Synchronous requests

Synchronous endpoints return the full result in the same HTTP response. Best for time-sensitive requests that need an immediate answer and fit comfortably inside your client’s request timeout. See Synchronous requests for the request and response structure, common parameters, optional response formats, and code examples.

Asynchronous requests

Asynchronous endpoints accept a task, return a taskId immediately, and process the work in the background. You retrieve the result via webhook (recommended) or by polling. Best for serverless environments with short execution windows, large batches, and resilient long-running workloads. See Asynchronous requests for the two-step submit-and-fetch flow, task states, queue limits, and request prioritization.

When to use which

Use caseChoose
Time-sensitive request that needs an immediate answerSynchronous
Serverless environment with short execution time limitsAsynchronous
Submitting large batches (up to 500 tasks per request)Asynchronous
Building a resilient system that shouldn’t rely on a long-running connectionAsynchronous
Small batches needing immediate resultsSynchronous with concurrent workers

Common questions

Why are my requests slower than expected?

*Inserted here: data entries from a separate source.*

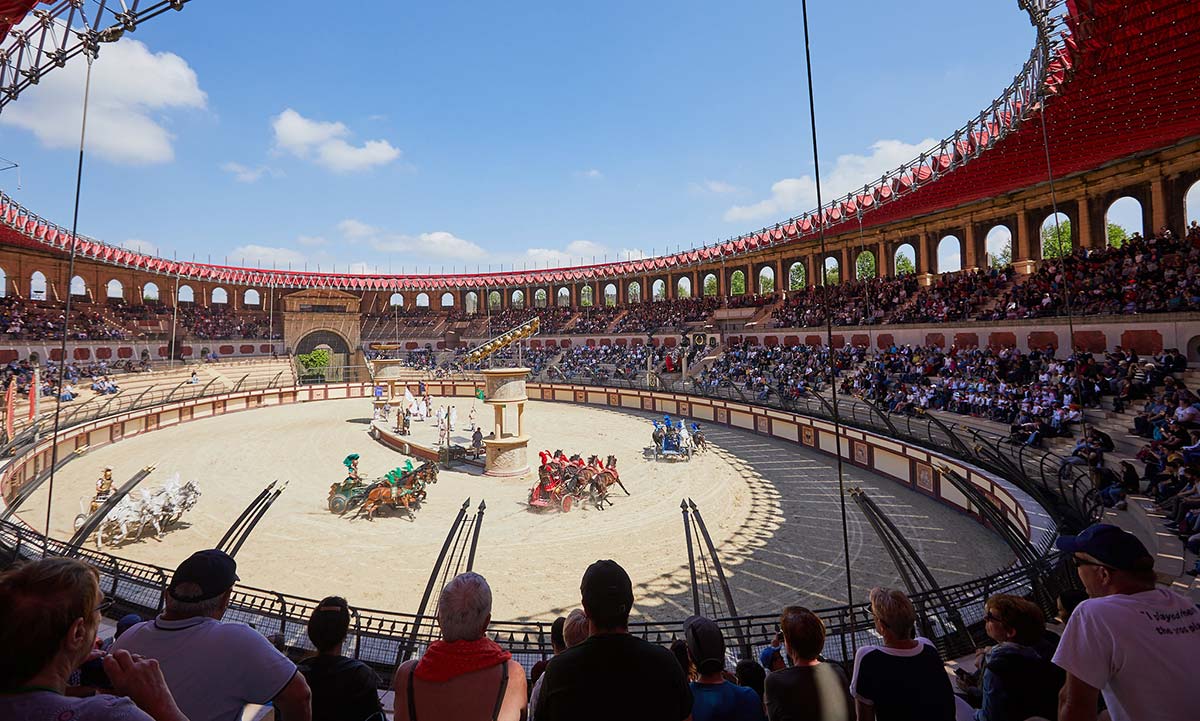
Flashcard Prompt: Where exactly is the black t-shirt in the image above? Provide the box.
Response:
[852,639,954,721]
[538,633,691,721]
[764,663,854,721]
[299,656,382,721]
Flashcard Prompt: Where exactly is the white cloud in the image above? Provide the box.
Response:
[725,138,937,221]
[271,108,401,173]
[0,33,208,166]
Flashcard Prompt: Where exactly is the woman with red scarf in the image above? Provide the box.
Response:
[392,572,527,721]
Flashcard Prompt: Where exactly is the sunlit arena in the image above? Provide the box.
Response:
[0,0,1200,721]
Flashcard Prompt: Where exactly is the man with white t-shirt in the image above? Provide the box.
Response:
[1054,523,1200,721]
[113,549,312,721]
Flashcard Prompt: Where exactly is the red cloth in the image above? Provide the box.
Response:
[413,637,512,684]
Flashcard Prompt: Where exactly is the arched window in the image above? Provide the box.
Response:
[854,251,878,281]
[937,235,962,272]
[625,281,642,304]
[787,262,809,290]
[824,256,841,286]
[29,270,46,300]
[892,242,917,276]
[1042,212,1072,258]
[730,270,746,295]
[983,226,1013,268]
[1104,196,1145,248]
[758,266,775,295]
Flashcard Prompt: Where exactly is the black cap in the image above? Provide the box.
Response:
[580,560,634,614]
[167,548,240,603]
[1055,523,1154,571]
[683,615,725,673]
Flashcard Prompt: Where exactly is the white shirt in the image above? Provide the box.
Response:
[1054,588,1200,721]
[112,618,296,721]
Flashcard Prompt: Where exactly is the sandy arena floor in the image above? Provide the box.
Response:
[19,398,1010,620]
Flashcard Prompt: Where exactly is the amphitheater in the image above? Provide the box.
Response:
[0,0,1200,715]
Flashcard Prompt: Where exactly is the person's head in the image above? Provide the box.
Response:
[870,587,917,642]
[167,548,239,619]
[779,606,826,665]
[563,608,589,648]
[308,596,350,654]
[683,615,725,675]
[0,558,103,691]
[580,560,634,632]
[438,571,492,641]
[984,594,1046,645]
[1055,523,1156,599]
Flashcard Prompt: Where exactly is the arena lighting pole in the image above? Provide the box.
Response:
[41,53,97,557]
[800,0,856,611]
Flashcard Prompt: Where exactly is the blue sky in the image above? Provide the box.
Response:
[0,0,1161,272]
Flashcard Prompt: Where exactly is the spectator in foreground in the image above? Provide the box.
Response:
[392,571,526,721]
[766,606,854,721]
[113,549,312,721]
[0,558,187,721]
[538,560,691,721]
[683,615,766,721]
[300,596,383,721]
[1054,523,1200,721]
[844,588,955,721]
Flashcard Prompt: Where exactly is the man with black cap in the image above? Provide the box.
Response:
[538,560,691,721]
[113,549,312,721]
[1054,523,1200,721]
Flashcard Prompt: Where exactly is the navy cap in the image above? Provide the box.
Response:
[1055,523,1154,571]
[167,548,240,603]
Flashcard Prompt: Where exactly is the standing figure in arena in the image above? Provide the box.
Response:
[89,465,113,513]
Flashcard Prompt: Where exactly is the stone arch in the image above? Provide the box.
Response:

Request latency depends on several factors:
  • Provider response time (primary factor): the upstream provider’s processing time varies based on their load (peak usage times) and geographic region
  • Queue depth (async requests only): your queue depth depends on your plan’s concurrency limit (higher concurrency = faster processing) and your current queue size
  • Geographic routing: requests route through region-specific infrastructure, which may differ in latency depending on the country parameter you specify.
To improve performance:
  • Use sync endpoints for time-sensitive requests that need immediate results
  • Use async endpoints for batch processing where you don’t need instant responses
  • Upgrade your plan for higher concurrency (processes async tasks faster)

Can I get faster processing for high-volume workloads?

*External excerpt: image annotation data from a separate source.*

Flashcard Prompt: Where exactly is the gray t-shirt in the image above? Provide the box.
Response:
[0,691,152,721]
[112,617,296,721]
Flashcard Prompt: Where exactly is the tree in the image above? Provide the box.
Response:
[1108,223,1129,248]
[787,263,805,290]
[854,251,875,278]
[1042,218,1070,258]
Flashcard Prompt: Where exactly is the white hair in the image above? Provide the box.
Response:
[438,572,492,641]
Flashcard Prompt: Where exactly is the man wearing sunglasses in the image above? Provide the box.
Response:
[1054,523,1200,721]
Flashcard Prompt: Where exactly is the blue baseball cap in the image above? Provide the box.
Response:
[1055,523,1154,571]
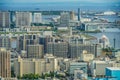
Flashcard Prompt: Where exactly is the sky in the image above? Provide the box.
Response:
[0,0,120,3]
[0,0,120,10]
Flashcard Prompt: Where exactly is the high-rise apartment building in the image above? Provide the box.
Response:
[14,54,58,76]
[16,12,32,27]
[27,44,44,58]
[0,48,11,78]
[0,12,10,28]
[33,13,42,23]
[0,36,11,49]
[47,42,68,58]
[18,34,39,51]
[69,43,95,58]
[60,12,70,27]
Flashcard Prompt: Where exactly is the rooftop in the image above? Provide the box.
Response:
[107,67,120,70]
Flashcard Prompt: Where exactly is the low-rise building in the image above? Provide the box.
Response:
[14,54,58,76]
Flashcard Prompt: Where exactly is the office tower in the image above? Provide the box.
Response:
[69,62,88,74]
[80,50,94,62]
[0,36,11,49]
[47,42,68,58]
[70,11,75,20]
[0,12,10,28]
[16,12,32,27]
[18,34,39,51]
[14,54,58,76]
[0,48,11,78]
[78,8,80,21]
[33,13,42,23]
[106,67,120,80]
[39,36,53,53]
[69,43,95,58]
[74,69,88,80]
[27,44,44,58]
[60,12,70,27]
[90,60,115,76]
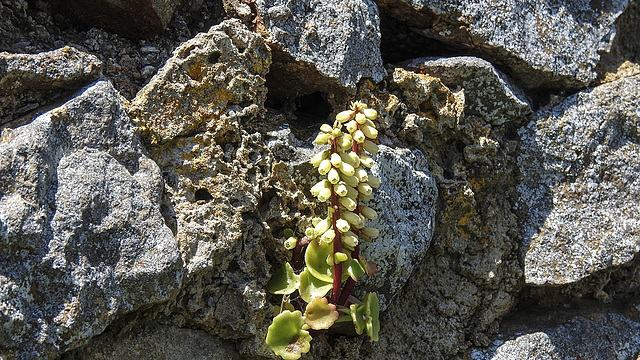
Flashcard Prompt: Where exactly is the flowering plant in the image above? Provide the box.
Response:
[266,101,380,359]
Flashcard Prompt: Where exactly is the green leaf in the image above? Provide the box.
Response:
[349,304,365,335]
[364,293,380,341]
[266,310,311,360]
[299,268,333,303]
[266,262,300,295]
[304,297,340,330]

Yes, the larger the plan, the greater the concurrency assigned to it. How concurrency affects speed:
  • Async requests: Higher concurrency means more tasks processed at once, reducing queue wait times
  • Sync requests: You can send more simultaneous requests without hitting limits

What’s the best way to handle large batches of requests?

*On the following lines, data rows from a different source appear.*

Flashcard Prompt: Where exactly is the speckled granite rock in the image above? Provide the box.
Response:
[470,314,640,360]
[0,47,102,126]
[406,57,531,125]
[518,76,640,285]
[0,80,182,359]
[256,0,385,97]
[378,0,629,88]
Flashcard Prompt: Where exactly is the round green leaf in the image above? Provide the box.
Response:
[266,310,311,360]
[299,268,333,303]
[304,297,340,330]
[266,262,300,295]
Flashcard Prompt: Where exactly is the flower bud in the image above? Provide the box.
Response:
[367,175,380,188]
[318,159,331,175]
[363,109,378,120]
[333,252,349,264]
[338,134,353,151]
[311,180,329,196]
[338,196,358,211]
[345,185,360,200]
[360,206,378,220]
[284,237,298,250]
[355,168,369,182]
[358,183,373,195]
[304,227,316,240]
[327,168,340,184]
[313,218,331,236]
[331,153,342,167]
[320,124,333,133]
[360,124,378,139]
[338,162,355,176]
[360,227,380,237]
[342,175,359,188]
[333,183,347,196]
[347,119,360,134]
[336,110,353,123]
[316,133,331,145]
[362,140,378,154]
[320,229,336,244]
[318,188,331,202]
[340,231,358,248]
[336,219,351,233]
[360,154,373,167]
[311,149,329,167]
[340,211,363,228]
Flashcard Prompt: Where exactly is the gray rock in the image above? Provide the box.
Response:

For large batches, use the batch endpoint to submit up to 500 tasks per request, combined with webhooks or polling to retrieve results: Why batch for large workloads:
  • Submit up to 500 tasks in a single HTTP request, reducing overhead
  • Each task is validated independently. One failure doesn’t block the rest
  • No need to manage concurrency limits yourself. cloro handles queuing automatically
  • Can queue up to 100,000 tasks total
For smaller batches or real-time needs use sync requests with concurrent workers if you need immediate results and have manageable batch sizes. See the concurrency guide for detailed patterns and code examples.